Le Premier ministre canadien Mark Carney est arrivé à Pékin cette semaine, marquant la première visite d'un chef de gouvernement canadien en Chine depuis près de dix ans. Ce voyage intervient alors que le Canada est aux prises avec les retombées de la guerre commerciale en cours, exacerbée par le programme « L'Amérique d'abord », ce qui l'incite à réévaluer ses relations commerciales internationales.
Carney a décrit cette visite comme un effort pour stabiliser les relations entre les deux pays, qui ont été tendues ces dernières années. Lors de la campagne électorale du printemps au Canada, Carney lui-même a identifié la Chine comme le plus grand risque géopolitique pour le Canada, citant des préoccupations concernant l'ingérence électorale et les atteintes à la souveraineté canadienne dans l'Arctique.
La visite du Premier ministre souligne un changement important dans le calcul de la politique étrangère du Canada. Traditionnellement un allié proche des États-Unis, le Canada évolue désormais dans un paysage mondial complexe où les alliances établies sont mises à l'épreuve. Les politiques protectionnistes de l'administration Trump ont contraint le Canada à diversifier ses partenaires commerciaux et à explorer des liens économiques plus étroits avec d'autres acteurs majeurs, dont la Chine.
Les relations entre le Canada et la Chine ont été semées d'embûches, notamment des différends sur les pratiques commerciales, des préoccupations concernant les droits de l'homme et la détention de citoyens canadiens en Chine. Ces questions ont jeté une ombre sur les relations bilatérales, faisant de la visite de Carney un exercice d'équilibre délicat.
Les analystes estiment que le rapprochement du Canada avec la Chine reflète une tendance plus large parmi les pays qui cherchent à se prémunir dans un monde de plus en plus multipolaire. Alors que les États-Unis se retirent du multilatéralisme, les nations nouent de nouveaux partenariats et réévaluent les partenariats existants afin de préserver leurs intérêts économiques et stratégiques.

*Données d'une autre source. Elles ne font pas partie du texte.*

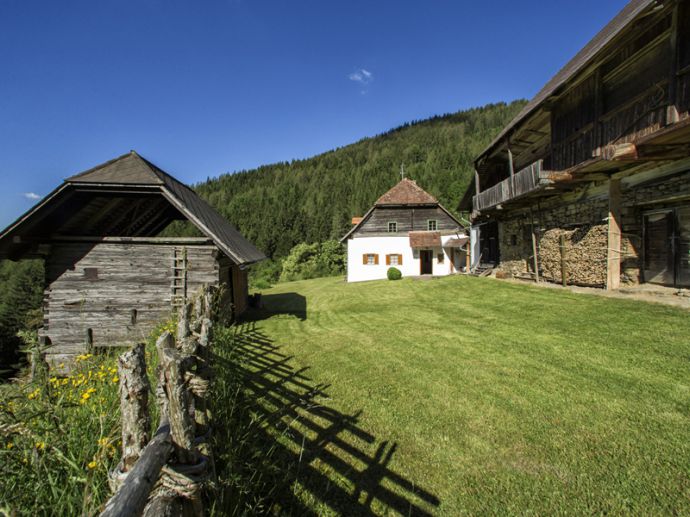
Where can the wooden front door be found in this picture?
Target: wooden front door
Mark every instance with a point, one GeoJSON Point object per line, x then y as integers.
{"type": "Point", "coordinates": [426, 258]}
{"type": "Point", "coordinates": [667, 247]}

Le cabinet du Premier ministre a indiqué que les discussions à Pékin porteront sur le commerce, l'investissement et le changement climatique, ainsi que sur les points de désaccord. L'issue de la visite reste incertaine, mais elle témoigne d'une volonté des deux parties d'engager un dialogue et d'explorer des pistes de coopération malgré les tensions existantes.